A Visit from the Goon Squad
by Jennifer Egan
Because I listened to it on CD and needed to read it, and to have it–and of course I’d missed the graphic business in it, power point presentations and so forth. One interesting thing about this book, noted by one of my thesis students, is what she calls Egan’s “flash forward” technique, in which (as Grace Paley says, “Time Makes a Monkey of Us All”) the distant futures of characters only met in passing (like the guide on a safari) are sketched out, as if what will happen has in fact already happened, all part of a larger perspective not visible to anyone in the story.
Also, Jennifer Egan is brilliant. One of my students did a brief essay on The Keep, which piqued my curiosity. But I was put off by it, to begin with. And yet, the testimonials on that book, all pointing at Egan’s earlier work, Look at Me, proved irresistible. As did the novel. It’s a masterpiece, anticipating our image-conscious, living-out-loud, reflexive world by 10 or 20 years. Of course, I went back to The Keep, which, given a chance, proved intriguing, very interesting in its narrative approach and structure, and weirdly, wonderfully haunting in its story–which that structure both reinforces and calls into question.
Brother of the More Famous Jack
by Barbara Trapido
Because Rachel Cusk, whom I admire, said about it: “[T]hat unmistakable voice has stayed clear in my ear over the two intervening decades [since she’d read it while ‘at university’], so that I can still repeat numerous passages or observations from the novel now, entirely from memory.”
She (Cusk, who’d read at my MFA program’s British residency, and impressed me) also said: “There are few modern tales of first love and its disillusions that are as thoroughly realised, as brilliantly lewd, and as hilariously satisfying to men and women of all ages.”
It was probably the combination of “hilarious” and “lewd” that got me.
English Passengers
by Matthew Kneale
Because it’s, according to the New York Times Book Review, “A grim but hilarious novel involving the extinction of the Tasmanians, a search for the Garden of Eden and a Manx contrabandist who conceals his smuggling from the passengers on his ship.”
And I’ve been working on a story about the supposed last aborgine on Tasmania, called Queen Trucanini. Also, a Manx contrabandist?

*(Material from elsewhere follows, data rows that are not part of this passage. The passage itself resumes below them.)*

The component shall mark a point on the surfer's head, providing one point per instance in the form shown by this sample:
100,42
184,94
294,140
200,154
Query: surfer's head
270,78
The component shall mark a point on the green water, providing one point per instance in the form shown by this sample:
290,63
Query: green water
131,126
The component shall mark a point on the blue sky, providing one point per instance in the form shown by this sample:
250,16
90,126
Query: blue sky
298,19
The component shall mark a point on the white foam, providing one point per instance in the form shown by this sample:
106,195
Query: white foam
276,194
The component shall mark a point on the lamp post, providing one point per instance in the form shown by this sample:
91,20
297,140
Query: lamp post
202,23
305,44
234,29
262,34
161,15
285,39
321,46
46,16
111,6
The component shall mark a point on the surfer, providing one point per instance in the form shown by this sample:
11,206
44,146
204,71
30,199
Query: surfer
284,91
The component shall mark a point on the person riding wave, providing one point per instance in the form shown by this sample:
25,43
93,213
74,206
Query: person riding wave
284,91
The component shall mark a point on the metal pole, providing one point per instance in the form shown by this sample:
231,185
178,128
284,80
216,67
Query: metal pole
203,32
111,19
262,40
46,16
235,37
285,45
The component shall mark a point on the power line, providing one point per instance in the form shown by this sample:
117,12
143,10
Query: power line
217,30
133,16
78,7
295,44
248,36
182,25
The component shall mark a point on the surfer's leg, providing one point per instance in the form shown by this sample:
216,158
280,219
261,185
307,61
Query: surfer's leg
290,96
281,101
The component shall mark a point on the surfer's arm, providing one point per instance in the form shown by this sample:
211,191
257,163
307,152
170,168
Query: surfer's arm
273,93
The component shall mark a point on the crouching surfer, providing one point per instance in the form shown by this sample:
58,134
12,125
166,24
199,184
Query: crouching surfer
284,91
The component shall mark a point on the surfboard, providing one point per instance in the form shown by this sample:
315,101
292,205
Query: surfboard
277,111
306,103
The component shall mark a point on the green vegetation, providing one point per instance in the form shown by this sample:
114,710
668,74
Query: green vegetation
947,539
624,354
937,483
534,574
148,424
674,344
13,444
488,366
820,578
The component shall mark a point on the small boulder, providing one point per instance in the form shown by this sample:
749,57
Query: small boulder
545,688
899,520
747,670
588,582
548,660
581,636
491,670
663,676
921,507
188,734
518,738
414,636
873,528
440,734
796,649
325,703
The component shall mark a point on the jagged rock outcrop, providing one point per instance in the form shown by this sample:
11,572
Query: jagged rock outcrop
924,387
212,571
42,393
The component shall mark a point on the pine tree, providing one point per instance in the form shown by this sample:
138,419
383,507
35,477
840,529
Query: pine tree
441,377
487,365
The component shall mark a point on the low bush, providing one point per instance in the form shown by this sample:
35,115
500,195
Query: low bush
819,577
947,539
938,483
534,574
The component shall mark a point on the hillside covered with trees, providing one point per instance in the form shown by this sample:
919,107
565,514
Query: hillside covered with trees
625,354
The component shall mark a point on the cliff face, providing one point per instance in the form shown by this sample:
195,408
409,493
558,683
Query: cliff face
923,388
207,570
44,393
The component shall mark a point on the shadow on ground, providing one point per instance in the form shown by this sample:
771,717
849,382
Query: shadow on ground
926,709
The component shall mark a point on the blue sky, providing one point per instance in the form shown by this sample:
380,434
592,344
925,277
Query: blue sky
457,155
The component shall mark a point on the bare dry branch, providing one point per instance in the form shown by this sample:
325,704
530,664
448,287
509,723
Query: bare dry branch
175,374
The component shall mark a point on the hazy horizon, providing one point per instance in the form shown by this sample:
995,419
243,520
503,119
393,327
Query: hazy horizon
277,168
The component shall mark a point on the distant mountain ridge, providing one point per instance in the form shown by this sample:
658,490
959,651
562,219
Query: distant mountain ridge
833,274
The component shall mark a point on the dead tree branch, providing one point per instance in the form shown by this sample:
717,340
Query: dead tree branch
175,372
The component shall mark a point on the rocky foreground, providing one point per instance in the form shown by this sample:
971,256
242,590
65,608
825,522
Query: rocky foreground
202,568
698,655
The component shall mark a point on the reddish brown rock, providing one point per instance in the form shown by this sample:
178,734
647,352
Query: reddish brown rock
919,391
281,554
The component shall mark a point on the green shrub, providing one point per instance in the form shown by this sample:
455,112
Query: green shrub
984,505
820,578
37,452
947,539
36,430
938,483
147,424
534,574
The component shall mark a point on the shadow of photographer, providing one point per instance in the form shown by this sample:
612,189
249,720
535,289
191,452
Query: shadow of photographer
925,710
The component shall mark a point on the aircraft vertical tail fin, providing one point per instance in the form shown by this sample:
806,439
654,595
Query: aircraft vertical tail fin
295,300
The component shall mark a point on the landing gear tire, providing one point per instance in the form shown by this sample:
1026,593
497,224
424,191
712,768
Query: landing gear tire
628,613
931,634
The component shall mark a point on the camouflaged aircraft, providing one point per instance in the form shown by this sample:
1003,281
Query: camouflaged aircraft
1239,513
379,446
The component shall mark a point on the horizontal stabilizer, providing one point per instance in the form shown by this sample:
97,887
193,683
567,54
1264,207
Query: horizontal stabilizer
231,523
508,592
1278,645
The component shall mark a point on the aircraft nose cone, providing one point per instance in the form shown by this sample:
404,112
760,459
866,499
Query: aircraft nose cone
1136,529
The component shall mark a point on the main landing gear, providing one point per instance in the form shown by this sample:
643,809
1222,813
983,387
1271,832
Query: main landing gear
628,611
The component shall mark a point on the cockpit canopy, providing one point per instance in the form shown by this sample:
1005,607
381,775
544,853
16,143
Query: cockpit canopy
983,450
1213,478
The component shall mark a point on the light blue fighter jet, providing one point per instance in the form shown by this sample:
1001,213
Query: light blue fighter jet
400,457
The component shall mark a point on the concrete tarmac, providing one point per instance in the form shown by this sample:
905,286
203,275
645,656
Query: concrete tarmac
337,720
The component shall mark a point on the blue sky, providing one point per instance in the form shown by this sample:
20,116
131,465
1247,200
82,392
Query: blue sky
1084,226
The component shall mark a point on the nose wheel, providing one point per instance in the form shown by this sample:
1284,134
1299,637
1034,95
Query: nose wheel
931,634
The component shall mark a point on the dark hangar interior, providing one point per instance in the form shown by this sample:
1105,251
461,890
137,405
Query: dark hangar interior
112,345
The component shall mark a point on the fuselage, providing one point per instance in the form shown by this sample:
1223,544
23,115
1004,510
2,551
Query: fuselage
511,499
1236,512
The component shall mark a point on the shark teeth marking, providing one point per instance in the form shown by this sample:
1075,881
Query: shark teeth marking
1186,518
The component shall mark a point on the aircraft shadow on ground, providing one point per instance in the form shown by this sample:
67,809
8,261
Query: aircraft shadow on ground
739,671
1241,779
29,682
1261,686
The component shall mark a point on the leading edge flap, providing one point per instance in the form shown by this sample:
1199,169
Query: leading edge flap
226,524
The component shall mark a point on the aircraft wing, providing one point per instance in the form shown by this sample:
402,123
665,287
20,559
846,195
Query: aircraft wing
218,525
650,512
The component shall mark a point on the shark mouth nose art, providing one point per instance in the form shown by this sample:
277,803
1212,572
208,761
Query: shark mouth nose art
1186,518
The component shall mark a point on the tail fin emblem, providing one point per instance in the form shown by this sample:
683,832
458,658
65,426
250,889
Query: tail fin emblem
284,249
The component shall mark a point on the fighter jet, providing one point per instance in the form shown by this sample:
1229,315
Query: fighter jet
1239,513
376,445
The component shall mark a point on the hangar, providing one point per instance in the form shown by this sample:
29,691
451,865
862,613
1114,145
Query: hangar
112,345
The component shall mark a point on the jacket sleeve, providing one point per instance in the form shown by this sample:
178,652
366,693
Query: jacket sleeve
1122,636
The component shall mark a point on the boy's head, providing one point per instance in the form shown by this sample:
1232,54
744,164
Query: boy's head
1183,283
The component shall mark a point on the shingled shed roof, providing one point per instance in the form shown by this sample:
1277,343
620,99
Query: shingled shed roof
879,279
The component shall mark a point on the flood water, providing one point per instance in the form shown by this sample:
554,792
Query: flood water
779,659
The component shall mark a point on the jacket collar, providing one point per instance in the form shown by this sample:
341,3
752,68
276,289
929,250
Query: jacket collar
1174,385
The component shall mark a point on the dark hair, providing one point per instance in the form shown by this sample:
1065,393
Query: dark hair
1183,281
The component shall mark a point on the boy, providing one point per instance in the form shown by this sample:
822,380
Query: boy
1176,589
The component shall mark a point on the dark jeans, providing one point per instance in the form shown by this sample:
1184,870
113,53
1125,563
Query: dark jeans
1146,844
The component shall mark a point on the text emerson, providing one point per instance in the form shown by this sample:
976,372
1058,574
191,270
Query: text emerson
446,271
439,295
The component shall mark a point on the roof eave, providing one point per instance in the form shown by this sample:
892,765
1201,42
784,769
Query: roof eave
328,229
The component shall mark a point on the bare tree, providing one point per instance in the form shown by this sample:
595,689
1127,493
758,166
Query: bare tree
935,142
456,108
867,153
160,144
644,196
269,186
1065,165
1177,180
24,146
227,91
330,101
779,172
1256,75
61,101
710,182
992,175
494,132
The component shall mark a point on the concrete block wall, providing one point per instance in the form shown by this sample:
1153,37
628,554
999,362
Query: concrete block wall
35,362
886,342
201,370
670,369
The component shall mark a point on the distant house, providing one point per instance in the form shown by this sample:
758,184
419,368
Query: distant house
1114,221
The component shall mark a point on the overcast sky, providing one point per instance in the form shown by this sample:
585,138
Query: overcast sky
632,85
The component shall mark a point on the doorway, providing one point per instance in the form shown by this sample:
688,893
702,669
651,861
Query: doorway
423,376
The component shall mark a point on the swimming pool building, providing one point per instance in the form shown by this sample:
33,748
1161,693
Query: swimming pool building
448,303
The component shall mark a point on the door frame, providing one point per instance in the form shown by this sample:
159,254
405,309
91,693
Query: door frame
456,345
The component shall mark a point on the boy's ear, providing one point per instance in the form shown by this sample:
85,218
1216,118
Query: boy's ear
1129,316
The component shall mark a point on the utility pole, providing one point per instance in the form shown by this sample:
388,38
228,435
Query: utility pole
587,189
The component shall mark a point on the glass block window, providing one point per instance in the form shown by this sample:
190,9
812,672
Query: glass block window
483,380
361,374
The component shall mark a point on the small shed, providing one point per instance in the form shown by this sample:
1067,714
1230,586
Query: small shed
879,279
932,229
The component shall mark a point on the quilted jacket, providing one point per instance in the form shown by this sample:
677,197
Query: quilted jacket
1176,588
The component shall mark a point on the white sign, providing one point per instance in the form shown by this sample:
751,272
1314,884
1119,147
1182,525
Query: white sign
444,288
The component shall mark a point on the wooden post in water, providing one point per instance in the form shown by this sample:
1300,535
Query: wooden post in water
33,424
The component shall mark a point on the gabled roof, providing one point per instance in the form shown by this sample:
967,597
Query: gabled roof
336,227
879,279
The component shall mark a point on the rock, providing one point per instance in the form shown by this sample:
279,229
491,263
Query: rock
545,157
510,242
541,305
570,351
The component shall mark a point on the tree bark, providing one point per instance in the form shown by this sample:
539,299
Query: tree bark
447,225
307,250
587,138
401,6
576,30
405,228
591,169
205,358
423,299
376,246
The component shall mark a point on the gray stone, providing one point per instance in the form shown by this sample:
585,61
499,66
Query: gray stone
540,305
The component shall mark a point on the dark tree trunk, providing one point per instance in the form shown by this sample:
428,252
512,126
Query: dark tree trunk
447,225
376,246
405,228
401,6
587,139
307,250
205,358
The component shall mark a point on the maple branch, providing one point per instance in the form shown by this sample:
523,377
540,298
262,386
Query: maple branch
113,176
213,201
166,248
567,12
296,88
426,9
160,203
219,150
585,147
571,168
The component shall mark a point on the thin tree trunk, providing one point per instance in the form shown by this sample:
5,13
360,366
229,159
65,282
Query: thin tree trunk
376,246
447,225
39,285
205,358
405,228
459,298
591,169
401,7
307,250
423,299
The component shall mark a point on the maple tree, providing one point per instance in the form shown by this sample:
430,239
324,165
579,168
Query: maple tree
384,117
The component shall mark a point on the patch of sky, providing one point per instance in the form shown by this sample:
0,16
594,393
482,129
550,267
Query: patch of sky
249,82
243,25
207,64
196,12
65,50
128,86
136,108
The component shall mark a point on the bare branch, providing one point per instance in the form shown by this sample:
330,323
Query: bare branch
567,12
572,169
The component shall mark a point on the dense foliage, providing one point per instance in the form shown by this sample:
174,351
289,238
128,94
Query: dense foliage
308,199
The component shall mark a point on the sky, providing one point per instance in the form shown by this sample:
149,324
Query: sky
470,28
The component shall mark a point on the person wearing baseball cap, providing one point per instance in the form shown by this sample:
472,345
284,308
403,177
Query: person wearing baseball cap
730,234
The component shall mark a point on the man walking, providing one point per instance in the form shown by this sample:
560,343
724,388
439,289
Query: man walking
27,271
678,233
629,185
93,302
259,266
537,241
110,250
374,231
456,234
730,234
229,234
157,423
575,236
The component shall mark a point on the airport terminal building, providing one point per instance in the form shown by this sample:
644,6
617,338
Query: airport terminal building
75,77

And it was a finalist for the Booker Prize. But what isn’t?
The Altar of the Body
by Duff Brenna
Because, in my research for a piece on Jonathan Franzen, I came across a blog by Chauncey Mabe, formerly of the South Florida Sun-Sentinel, in which (ok, this gets a bit convoluted) he, Mabe, replies to a comment by Brenna, saying: “Duff, I’d put The Altar of the Body up against any book what’s [yes, he says “what’s”–being quaint, or a typo?] never won the National Book Award nor been on Oprah.” And a writer friend and colleague of mine, Tom Kennedy, has promoted Brenna to me in the past, particularly his The Book of Mamie–so why not?
Also, there’s a wonderful review from Susan Salter Reynolds, of (then) the Los Angeles Times, and I love (i.e., respect) her. She was my editor when I wrote reviews for the L.A. Times, and she’s an inspired reader.